Five insights in five minutes
Where the growth is
We write oodles on China. To explain why, here’s a simple calculation based on the latest economic forecasts from the IMF, released this week. Beginning with a six per cent rebound in growth this year – the strongest in four decades of data – global output is expected to rise by almost USD30 trillion over the next half decade (to USD20 trillion, in case you’re asked). Backing out the IMF’s numbers by country, mainland China is by far the biggest contributor over the period – shouldering a whopping one fifth of total growth.

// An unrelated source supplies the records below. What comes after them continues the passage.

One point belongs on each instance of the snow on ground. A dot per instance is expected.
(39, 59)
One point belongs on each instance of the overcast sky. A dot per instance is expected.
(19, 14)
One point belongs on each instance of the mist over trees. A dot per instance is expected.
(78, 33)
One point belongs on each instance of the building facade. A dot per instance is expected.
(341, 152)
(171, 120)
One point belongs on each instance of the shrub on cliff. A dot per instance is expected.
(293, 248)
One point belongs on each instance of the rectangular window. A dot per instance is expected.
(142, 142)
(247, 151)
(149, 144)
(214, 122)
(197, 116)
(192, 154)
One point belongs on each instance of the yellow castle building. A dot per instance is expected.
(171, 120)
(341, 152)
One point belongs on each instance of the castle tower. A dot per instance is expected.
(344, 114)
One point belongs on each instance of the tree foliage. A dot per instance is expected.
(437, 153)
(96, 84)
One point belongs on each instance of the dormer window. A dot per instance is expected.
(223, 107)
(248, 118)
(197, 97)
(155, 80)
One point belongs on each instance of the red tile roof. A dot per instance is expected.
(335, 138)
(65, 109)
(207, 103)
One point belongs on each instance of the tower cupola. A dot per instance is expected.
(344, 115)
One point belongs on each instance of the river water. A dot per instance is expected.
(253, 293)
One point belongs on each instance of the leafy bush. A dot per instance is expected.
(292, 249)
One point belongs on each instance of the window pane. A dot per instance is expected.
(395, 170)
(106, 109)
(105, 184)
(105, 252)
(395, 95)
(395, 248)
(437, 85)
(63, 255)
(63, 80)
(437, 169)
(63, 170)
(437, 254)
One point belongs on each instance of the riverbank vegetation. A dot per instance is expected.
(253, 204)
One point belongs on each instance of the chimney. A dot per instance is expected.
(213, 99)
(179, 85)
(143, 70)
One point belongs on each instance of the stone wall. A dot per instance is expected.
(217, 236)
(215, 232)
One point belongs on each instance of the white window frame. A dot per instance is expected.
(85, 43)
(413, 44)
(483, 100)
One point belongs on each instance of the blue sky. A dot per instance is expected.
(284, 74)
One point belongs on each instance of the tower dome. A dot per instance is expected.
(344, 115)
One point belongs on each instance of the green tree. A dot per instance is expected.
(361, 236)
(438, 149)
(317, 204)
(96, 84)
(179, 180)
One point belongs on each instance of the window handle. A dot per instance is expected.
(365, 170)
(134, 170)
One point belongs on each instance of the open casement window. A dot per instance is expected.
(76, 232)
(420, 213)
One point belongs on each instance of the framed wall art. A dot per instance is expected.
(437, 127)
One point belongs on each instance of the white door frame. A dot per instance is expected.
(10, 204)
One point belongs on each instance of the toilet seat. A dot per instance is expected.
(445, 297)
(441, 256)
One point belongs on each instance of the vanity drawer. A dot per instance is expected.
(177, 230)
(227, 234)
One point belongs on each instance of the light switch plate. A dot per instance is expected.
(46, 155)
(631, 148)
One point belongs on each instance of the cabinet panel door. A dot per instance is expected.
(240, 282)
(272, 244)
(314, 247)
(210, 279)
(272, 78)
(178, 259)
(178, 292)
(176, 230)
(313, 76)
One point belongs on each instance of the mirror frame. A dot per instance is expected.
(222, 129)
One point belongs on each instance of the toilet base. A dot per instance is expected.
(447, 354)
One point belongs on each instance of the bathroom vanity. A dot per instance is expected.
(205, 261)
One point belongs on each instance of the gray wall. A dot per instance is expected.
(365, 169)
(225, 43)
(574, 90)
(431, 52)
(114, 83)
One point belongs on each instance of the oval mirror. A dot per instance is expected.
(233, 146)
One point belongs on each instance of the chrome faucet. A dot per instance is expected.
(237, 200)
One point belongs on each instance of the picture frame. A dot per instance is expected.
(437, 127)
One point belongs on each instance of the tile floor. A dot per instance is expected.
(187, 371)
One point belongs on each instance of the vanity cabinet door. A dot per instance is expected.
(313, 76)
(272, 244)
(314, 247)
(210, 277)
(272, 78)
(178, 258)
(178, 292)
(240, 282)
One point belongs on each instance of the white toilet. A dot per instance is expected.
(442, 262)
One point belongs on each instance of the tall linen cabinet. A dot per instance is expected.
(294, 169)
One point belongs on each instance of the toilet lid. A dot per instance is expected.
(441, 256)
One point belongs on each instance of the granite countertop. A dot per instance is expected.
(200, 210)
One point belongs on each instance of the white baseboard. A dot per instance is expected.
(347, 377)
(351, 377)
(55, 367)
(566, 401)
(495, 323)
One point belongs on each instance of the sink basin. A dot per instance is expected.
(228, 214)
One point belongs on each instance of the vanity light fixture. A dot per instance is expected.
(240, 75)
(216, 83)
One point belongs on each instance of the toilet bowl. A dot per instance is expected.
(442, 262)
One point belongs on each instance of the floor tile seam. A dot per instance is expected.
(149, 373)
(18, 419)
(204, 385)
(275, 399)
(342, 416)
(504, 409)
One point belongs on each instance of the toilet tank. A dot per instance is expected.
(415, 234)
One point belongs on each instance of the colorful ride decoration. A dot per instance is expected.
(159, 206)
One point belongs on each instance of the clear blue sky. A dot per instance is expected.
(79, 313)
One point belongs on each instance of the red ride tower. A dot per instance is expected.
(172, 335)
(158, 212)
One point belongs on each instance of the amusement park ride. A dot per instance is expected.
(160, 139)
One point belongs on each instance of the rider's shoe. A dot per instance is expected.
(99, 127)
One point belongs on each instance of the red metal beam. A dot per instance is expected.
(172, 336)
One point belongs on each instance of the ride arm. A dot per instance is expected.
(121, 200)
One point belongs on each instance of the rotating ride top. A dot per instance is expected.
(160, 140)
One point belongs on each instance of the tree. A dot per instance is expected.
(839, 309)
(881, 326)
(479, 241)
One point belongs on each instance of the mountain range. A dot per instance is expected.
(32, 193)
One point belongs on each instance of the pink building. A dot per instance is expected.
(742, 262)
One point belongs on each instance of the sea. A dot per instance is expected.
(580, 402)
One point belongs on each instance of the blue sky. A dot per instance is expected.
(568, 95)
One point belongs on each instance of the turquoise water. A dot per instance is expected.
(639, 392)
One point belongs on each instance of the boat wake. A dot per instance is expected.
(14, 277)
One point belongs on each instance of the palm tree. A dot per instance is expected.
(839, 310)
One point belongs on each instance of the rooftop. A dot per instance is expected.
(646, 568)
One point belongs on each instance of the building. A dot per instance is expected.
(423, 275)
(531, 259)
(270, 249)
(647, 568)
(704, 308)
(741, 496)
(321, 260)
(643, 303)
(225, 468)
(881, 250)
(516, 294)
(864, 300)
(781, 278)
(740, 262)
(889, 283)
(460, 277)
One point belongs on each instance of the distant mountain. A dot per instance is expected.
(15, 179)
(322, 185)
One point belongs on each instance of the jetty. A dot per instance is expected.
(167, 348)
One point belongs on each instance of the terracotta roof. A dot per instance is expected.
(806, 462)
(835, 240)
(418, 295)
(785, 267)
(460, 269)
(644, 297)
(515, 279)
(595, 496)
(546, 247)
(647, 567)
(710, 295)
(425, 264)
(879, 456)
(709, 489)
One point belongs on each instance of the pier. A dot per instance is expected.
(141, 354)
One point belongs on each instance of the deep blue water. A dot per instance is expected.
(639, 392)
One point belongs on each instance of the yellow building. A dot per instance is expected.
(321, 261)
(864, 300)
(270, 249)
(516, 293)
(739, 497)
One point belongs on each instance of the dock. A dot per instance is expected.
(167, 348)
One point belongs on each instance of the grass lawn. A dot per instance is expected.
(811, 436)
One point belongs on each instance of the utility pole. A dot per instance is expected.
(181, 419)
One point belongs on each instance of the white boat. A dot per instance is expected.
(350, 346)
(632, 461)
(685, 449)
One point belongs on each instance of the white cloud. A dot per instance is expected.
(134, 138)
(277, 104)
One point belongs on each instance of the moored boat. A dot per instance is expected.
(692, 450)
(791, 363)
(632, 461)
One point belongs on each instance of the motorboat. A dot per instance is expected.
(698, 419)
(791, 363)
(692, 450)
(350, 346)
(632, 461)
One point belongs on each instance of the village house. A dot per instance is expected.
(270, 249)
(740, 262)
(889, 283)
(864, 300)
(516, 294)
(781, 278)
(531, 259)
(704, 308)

America is next on 15 per cent, then India with eight per cent. Meanwhile the world’s third and fourth biggest economies, Japan and Germany respectively, barely account for seven per cent of the estimated rise in output between them. So don’t feel guilty spending ten times longer reading about Chinese liquidity conditions for March (still tightish) than the stronger-than-expected housing activity in Britain. That balance is about right.
Themes: all asset classes
Virtual collectibles have been making headlines for their surreal sale prices. A piece by digital artist, Beeple, sold for USD69 million in a Christie’s auction last month, resembling values for Van Gogh or Basquiat masterpieces. The windfalls extend beyond digital art, with sellers cashing in on everything from tweets and memes, to sports clips and digital cats – profits made on USD300,000 cryptokitties may be as warming as real kitten cuddles. Blockchain technology authenticates these digital assets, which are traded in the form of non-fungible tokens (NFTs) based on standards that allow for open marketplaces. The market has quickly surpassed USD1 billion and garnered investor attention. Per the chart below, a basket of NFT-related technology and media stocks has tripled since the Christie’s auction. Just last week, the ‘Godzilla vs Kong’ Hollywood release was accompanied by an exclusive NFT collection. While not your parents’ collectibles, NFT adoption is set to continue as a means to monetise digital media.
Themes: digital economy, alternative assets, global equities
Asia credit opportunity
In a game of rugby, it is illegal to pass the ball forwards. But even a backwards pass between running teammates will appear forwards to a stationary spectator (especially if supporting the other side). Your starting point matters in finance too. Investors in Asia ex-Japan credit who made the right call last August that spreads would continue to tighten, even after the rapid 110 basis point move post-pandemic sell-off, have been caught off-side by the rise in global rates. As you can see in the chart below, investment grade spreads have fallen another 40 basis points, however the dollar-based index return has been negative. With ten-year treasury yields struggling to break through 1.7 per cent, however, Asian credit may be close to lacing its boots again. Not only should any decline in core rates help, spreads will cheer the fact that aggregate company free cashflows relative to net debt are up by a quarter since the index peaked last year.
Themes: Asia ex-Japan credit
Buoyant European e-commerce
Last year’s European equity losses from the pandemic are now behind us as the Stoxx 600 index finally surpassed its pre-covid high on Tuesday. However, whilst the stock market was reeling and output declined globally by an estimated four per cent overall, e-commerce in Europe was in fact accelerating. Western Europe retail e-commerce sales grew by a quarter in 2020 according to eMarketer’s annual report, with 30 per cent for central and eastern Europe. Though this shift in consumer behaviour to favour online rather than brick-and-mortar was of course driven by a lack of choice, a survey conducted by E-commerce Europe supports the notion that this will be a permanent feature, with all 19 contributing countries reporting a confident future outlook for e-commerce. In fact, analysts expect revenues for large names, including Shop Apotheke and ASOS, to more than double by 2026, with 22 per cent growth this year alone.
Themes: Europe equities
Singapore the financial center
One mountain isn’t big enough to house two tigers. Yet thriving international financial centers Hong Kong and Singapore have defied this modern Chinese proverb. The former has captured more attention in recent years because of the mega IPO deals its exchange has secured with Chinese commercial giants, having raised USD50 billion last year, second only to Nasdaq’s USD60 billion. But Singapore has found its own lair in wealth management, as Asia’s Switzerland. According to BCG’s Global Wealth Report, Singapore was one of only three markets in the world managing more than one trillion dollars of cross-border wealth at the end of 2019, as the chart below indicates. Sure, Hong Kong is ahead on this metric as well, but mainly owing to ‘cross-border’ wealth coming from mainland China. And Singapore’s surrounding geography is among the fastest growing (and thus wealth accumulating) in the world. Listen to this Asian tiger roar!